Software teams should be professionals invested in the business and each other rather than disposable Lego bricks.  Projects should be spun up and spun down being given to these project teams.  These teams should remain constant while the projects come and go rather than the other way around.

This is why I like Benjamin Day’s approach so much.  Instead of setting arbitrary deadlines and features to be done by the development team which has no investment in the success of the project, the team is permanent with growing business knowledge and technical skills who take on projects as they are funded.  The business people also concentrate on setting priorities of what gets done.  The project is not thrown over the wall for IT to figure out or fail.  Finally, the business has the right to cancel the project if it is not working.  The team remains to take on the next challenge.  The business either discovers it has working software for the customer and does not need as much funding saving money or has been making a poor investment and can cut its losses.
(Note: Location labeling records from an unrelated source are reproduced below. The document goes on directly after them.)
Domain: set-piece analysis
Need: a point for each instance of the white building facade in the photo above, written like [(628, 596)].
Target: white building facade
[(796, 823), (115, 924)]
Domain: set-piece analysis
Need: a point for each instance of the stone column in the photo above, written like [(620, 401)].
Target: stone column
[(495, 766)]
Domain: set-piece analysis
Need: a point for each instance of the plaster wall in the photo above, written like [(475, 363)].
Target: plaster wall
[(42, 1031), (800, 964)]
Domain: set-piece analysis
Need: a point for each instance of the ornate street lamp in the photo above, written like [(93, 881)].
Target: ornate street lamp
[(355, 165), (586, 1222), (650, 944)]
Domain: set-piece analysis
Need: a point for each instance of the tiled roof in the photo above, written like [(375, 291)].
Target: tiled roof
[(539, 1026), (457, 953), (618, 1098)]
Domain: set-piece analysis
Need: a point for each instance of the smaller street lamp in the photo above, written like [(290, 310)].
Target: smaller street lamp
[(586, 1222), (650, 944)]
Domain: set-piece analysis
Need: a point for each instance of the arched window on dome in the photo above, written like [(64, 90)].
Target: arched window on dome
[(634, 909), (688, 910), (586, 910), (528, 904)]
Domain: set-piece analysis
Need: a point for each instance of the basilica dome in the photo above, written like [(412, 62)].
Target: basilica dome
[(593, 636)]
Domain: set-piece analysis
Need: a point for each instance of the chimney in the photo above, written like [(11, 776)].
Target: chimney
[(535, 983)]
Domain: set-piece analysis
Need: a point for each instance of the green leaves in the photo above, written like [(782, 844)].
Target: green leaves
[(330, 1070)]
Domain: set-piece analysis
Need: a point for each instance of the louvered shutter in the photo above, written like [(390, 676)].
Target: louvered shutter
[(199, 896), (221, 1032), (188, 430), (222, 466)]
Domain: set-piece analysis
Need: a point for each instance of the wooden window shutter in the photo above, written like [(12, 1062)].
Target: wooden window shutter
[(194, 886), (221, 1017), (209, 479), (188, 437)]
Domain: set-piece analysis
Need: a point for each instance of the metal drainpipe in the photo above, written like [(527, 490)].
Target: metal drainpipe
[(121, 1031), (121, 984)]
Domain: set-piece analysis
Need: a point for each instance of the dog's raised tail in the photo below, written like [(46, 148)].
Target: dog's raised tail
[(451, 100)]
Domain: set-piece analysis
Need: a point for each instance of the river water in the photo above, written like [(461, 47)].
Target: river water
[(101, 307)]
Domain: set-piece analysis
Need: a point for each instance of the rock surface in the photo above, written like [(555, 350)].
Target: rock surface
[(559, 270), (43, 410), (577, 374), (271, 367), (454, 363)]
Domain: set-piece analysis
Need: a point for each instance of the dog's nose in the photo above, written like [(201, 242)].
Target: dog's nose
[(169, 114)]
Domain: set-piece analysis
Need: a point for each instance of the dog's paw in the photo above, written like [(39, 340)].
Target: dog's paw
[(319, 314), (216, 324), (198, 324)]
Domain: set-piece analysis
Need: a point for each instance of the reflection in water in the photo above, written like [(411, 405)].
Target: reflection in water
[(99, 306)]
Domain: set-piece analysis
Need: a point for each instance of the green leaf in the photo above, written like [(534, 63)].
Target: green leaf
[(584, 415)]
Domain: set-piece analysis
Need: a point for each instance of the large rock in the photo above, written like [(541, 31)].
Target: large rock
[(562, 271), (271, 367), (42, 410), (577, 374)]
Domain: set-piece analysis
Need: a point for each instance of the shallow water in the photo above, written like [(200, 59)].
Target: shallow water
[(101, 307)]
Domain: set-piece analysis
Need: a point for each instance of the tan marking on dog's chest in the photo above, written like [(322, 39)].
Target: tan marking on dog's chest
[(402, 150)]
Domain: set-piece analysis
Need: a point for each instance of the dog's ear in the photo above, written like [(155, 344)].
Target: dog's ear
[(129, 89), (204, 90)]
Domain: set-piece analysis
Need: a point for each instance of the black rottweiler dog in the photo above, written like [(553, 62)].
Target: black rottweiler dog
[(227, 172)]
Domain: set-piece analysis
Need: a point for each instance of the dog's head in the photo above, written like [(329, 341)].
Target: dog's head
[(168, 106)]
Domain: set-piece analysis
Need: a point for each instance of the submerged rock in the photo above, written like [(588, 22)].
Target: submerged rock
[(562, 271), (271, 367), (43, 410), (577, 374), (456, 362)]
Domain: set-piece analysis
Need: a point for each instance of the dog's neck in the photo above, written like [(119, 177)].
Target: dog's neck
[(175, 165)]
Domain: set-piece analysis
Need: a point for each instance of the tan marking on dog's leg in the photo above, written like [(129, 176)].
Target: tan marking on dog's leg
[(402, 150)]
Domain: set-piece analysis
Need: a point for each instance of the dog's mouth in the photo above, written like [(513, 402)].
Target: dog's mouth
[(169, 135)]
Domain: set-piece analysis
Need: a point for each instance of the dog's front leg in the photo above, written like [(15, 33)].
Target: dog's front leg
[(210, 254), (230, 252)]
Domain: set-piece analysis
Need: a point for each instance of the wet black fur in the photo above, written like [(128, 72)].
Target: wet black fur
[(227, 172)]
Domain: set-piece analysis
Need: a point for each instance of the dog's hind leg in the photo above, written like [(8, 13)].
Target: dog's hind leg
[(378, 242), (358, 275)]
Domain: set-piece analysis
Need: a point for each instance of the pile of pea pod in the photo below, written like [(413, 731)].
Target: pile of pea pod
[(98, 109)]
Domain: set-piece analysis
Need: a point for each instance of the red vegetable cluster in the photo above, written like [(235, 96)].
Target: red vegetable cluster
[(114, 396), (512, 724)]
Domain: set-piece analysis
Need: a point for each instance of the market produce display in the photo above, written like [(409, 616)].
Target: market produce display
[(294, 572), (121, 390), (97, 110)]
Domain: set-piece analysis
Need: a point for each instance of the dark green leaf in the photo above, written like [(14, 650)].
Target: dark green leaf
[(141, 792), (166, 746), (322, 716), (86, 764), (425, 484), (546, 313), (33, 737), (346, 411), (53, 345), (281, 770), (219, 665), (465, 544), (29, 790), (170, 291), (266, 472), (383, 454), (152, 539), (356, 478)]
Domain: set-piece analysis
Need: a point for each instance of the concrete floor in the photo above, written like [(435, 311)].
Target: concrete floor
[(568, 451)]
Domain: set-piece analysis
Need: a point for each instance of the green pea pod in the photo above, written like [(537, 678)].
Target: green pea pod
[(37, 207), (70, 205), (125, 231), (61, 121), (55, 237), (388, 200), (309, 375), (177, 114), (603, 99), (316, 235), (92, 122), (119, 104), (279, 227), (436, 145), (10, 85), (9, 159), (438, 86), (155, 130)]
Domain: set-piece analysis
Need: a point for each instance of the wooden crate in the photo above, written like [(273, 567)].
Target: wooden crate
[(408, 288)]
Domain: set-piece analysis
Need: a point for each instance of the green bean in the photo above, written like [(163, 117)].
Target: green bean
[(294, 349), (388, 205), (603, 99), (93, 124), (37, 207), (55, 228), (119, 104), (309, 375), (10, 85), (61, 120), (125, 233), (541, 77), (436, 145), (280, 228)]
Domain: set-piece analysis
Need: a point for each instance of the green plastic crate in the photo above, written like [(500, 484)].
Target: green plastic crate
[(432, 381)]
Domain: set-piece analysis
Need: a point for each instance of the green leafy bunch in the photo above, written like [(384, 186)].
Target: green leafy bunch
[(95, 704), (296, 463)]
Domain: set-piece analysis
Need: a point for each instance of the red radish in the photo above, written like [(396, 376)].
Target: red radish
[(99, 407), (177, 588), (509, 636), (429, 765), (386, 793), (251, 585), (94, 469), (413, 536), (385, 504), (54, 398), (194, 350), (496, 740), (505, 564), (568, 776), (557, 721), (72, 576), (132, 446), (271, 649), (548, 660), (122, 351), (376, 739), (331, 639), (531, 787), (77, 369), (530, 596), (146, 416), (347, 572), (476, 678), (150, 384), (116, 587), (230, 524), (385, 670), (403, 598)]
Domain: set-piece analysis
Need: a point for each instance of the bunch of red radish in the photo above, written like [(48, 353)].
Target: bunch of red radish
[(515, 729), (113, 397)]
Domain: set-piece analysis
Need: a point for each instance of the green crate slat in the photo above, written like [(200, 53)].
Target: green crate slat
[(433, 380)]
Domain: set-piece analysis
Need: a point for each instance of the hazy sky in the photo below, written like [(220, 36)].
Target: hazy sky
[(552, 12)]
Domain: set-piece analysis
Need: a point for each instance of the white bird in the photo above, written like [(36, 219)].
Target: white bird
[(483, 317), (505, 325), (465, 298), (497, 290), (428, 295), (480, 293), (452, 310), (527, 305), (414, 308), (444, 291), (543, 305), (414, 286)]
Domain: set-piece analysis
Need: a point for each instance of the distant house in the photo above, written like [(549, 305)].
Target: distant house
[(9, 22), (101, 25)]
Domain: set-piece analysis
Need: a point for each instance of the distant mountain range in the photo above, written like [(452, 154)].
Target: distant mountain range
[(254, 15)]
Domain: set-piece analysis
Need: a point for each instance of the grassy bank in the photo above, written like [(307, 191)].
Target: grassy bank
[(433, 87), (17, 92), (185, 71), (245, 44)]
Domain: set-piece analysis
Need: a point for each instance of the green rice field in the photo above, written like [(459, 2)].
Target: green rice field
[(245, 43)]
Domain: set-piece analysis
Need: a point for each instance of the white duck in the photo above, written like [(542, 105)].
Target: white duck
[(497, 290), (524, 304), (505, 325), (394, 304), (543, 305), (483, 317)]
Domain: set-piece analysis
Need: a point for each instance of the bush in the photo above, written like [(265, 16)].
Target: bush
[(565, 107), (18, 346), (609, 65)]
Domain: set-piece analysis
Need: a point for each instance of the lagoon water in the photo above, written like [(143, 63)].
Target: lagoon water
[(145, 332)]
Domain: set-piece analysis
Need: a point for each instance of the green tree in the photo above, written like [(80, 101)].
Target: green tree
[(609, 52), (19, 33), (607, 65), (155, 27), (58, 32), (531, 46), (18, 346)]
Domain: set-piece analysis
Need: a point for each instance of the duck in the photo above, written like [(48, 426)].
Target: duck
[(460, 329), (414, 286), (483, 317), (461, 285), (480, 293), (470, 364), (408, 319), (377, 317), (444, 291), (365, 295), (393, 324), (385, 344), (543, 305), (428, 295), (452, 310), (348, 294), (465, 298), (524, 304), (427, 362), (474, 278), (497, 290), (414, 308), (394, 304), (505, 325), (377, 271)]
Over the last fifteen years the Agile Reformation has made great strides in making software development better but it appears that business suites and finance teams are not changing their processes to accommodate this new approach. They do so at the risk to their own business.  Survival is not mandatory and these legacy finance issues will be a cancer in many businesses in the future.  It is up to us in the agile movement to try and help those worth saving.  Otherwise, technologists will be condemned to careers of temporary employment, failure and frustration.